Meia-entrada não garante o acesso à cultura

Nova legislação estabelece cota mínima para o benefício, mas não define políticas públicas mais amplas que assegurem a popularização de eventos culturais

Sancionado neste mês pela presidente Dilma Rousseff, o Estatuto da Juventude estabelece direitos para cidadãos de 15 a 29 anos. Segundo o documento, além de estudantes, jovens com renda mensal familiar de até dois salários mínimos terão direito à meia-entrada em eventos culturais e esportivos. Além disso, este benefício é limitado a 40% dos ingressos disponíveis para cada evento.
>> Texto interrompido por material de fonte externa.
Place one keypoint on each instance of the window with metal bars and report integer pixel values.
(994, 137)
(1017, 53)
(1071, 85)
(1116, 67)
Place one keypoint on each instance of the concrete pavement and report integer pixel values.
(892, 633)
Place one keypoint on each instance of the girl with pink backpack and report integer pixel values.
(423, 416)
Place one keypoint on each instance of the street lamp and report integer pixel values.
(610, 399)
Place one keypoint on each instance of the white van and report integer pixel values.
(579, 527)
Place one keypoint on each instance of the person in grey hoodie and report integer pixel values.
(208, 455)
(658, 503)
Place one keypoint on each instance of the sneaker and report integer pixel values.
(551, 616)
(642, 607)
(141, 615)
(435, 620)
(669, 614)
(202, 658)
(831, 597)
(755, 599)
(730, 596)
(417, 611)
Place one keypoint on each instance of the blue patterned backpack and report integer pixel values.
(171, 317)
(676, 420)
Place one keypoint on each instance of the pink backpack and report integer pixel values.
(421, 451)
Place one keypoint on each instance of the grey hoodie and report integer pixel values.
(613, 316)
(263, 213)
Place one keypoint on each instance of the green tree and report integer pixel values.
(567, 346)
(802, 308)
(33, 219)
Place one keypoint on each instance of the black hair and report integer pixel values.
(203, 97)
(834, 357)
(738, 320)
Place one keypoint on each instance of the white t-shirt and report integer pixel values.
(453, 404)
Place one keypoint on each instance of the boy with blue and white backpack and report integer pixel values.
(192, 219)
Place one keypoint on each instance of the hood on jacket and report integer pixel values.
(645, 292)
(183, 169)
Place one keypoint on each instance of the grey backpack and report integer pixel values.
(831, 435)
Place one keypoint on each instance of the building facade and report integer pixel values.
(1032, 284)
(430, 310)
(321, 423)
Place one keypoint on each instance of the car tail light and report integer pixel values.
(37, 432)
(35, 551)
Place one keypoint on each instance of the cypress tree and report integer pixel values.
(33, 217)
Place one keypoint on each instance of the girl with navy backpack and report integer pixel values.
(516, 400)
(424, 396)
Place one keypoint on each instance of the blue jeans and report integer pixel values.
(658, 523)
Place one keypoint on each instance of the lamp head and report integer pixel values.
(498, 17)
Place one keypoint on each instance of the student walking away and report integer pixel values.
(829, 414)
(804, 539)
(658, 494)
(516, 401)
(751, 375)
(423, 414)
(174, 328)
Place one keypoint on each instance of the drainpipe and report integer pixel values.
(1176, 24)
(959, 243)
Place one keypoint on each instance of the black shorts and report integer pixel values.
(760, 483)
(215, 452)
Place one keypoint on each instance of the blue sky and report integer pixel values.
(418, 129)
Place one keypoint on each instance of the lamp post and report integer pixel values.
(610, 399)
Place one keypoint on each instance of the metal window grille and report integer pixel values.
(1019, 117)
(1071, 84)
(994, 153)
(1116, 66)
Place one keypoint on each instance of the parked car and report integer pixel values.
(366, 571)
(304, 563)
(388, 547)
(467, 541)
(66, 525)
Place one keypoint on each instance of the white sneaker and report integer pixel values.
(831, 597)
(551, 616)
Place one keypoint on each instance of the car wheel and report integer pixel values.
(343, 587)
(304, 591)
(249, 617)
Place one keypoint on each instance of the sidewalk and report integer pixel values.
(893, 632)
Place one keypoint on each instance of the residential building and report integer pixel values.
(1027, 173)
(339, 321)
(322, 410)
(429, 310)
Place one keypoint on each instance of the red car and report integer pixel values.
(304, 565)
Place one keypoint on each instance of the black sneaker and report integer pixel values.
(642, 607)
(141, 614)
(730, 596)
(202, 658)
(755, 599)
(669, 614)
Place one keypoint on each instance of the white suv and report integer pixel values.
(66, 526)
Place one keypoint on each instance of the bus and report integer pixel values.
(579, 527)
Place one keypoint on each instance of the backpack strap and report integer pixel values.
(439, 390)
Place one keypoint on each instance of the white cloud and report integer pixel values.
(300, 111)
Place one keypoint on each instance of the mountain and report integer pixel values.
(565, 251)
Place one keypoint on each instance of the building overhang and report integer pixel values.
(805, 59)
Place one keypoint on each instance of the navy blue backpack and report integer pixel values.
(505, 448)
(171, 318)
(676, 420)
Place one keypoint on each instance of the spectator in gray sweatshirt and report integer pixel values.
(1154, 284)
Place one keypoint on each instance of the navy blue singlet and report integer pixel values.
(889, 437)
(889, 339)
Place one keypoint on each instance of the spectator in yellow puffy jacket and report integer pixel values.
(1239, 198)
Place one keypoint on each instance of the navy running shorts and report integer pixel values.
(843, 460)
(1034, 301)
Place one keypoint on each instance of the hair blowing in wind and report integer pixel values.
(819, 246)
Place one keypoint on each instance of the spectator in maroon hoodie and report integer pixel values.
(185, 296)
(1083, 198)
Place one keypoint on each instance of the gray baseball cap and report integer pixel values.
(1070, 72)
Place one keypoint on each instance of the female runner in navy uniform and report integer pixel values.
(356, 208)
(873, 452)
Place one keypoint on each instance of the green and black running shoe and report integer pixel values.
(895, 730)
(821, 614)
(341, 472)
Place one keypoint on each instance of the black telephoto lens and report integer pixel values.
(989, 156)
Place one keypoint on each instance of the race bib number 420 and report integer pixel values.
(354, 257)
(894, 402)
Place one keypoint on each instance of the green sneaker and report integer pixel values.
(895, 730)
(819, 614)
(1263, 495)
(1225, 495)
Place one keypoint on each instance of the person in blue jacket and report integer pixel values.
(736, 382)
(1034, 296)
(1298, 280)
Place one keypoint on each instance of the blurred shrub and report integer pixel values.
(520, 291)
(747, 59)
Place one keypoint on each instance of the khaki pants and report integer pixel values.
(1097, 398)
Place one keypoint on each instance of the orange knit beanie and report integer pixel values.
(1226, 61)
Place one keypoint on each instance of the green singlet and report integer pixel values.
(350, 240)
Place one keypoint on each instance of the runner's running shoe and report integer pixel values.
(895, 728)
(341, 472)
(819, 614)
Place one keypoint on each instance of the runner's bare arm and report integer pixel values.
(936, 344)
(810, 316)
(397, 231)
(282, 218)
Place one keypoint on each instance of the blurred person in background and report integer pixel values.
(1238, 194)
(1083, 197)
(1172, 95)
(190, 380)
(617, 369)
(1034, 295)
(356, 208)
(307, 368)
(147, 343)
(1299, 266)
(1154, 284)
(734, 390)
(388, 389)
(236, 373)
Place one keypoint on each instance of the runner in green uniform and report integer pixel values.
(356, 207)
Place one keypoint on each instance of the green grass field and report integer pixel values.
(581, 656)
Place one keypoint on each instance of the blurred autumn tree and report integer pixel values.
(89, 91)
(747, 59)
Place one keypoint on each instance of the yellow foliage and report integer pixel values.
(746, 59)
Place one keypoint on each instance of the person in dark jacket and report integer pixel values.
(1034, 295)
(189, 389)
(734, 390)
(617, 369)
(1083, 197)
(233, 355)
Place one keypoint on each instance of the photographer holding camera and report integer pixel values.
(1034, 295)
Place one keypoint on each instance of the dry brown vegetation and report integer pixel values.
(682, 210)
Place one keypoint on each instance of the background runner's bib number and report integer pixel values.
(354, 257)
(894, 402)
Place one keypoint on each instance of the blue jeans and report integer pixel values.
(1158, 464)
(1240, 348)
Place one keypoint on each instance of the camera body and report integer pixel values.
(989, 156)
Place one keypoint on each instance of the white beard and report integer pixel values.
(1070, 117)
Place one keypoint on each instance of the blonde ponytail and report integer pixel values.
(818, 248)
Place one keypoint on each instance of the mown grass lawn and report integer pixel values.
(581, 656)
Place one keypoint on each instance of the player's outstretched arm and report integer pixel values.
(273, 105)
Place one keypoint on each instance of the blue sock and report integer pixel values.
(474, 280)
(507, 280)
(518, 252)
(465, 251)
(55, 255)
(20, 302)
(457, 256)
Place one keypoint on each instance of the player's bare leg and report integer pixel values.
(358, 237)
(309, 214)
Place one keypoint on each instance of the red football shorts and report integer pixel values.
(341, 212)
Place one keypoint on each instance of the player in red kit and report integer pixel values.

Após a sanção, o estatuto tem 180 dias para ser regulamentado, passando a valer só depois deste período. É a segunda regulamentação federal no quesito da meia-entrada, já que, anteriormente, o benefício aos jovens era definido por leis municipais e estaduais. A primeira foi o Estatuto do Idoso, que garantia o auxílio a maiores de 60 anos.

Entre as questões não definidas pelo programa estão a nomeação de um órgão fiscalizador da cota de meia-entrada e o processo de emissão de carteirinhas aos jovens de baixa renda. O documento só estabelece que as famílias devem estar registradas no Cadastro Único para Programas Sociais do Governo Federal (CadÚnico) e que a expedição será gratuita. Além disso, outro ponto é a regulamentação das leis municipais e estaduais anteriores ao estatuto.

Ferdinando Martins, vice-diretor do Teatro da USP (Tusp), afirma que “não há uma regulamentação de como a lei federal vai ficar no caso de São Paulo”. O estatuto considera como estudante, jovens matriculados no ensino regular (educação infantil, ensino fundamental e médio) ou em cursos superiores. Já a cidade de São Paulo amplia o direito a cursos profissionalizantes (básico e técnico), pré-vestibular e pós-graduação. “Na prática, a meia-entrada no município de São Paulo é praticamente universal”, afirma Martins. Ele explica que, quando os produtores vão definir o preço do ingresso, já consideram que a quase totalidade do público será de meia-entrada. Deste modo, o valor pago não é efetivamente a metade. “Não sou contra a meia-entrada, mas é preciso corrigir estas distorções”, opina.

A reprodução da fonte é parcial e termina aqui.